Feuergeister, Manichäer und Computer- Bots. Über die Akademie von Gondischapur

Der Tempel der Feuergeister
Selten war die Quellenlage so dünn- aber doch sprechend genug: Man denke sich ein gemeinsames spirituelles Studium von Ärzten und Theologen, die Ausprägung einer tätigen Praxis, in dem Studium und Sakrament im Sinne einer „innenweltlichen Askese“ zusammen fliessen, um in einem Opus caritatis „die tätige Seele des philosophierenden Arztes, die tätige Seele des opfernden Priesters“ (1) zu verwirklichen- die Begründung der Medizin aus religiösen Impulsen heraus, denen islamische Theologen und Forscher, christliche Nestorianer, Aristoteliker, Manichäer und - als sassanidische Staatsreligion im Hintergrund- Anhänger der tausend Jahre währenden Feuer- Verehrung der Zoroastrismus angehörten: Das ist Gondischapur.

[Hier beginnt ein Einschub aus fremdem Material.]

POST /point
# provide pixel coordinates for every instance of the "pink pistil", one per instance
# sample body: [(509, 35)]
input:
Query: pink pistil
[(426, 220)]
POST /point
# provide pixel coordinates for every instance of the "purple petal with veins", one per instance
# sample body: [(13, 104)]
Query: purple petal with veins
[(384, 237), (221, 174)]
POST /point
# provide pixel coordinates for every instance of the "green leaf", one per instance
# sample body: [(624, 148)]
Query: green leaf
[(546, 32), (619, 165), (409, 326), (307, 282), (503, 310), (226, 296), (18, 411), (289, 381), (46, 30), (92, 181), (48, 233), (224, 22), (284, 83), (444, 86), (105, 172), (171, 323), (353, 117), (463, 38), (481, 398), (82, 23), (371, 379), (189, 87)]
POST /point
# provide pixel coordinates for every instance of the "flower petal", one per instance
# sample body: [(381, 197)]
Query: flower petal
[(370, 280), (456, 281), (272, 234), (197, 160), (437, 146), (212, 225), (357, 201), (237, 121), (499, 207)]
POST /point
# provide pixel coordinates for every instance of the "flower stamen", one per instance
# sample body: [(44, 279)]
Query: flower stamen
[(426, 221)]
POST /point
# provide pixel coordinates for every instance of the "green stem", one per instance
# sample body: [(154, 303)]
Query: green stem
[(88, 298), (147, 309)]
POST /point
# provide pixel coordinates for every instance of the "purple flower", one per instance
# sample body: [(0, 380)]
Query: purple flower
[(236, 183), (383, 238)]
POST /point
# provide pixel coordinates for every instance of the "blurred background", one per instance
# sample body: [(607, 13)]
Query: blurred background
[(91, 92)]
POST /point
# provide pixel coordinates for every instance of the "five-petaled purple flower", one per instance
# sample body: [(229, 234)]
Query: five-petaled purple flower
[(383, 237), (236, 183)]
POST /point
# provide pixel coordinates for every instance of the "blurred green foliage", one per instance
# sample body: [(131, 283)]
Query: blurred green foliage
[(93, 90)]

Das spätantike Sassaniden- Reich entstand im 3. Jahrhundert und entwickelte sich aus dem heute iranisch- irakischen Grenzgebiet heraus vor allem unter Chosrau II zu einem persischen Weltreich, das die Römer vom Osten her überwältigte. Es gab aber auch - was die philosophierenden Herrscher, aber auch die Ärzte von Gondischapur betrifft- ständige Kontakte z.B. mit Indien und dem italienischen Kloster Monte Cassino. Ursprünglich entstanden ist die Akademie unter Schapur I (241- 272) nach der Gefangennahme des römischen Kaisers Valerian, der mit christlichen Priestern nach Gondischapur verschleppt wurde (und in Gondischapur starb) - damals ein Bischofssitz namens Beth Labat, heute im iranischen Ahvaz (Khzuestan) gelegen. Schapur baute die Stadt für seine prominenten Gefangenen aus und installierte ein aufwändiges Bewässerungssystem.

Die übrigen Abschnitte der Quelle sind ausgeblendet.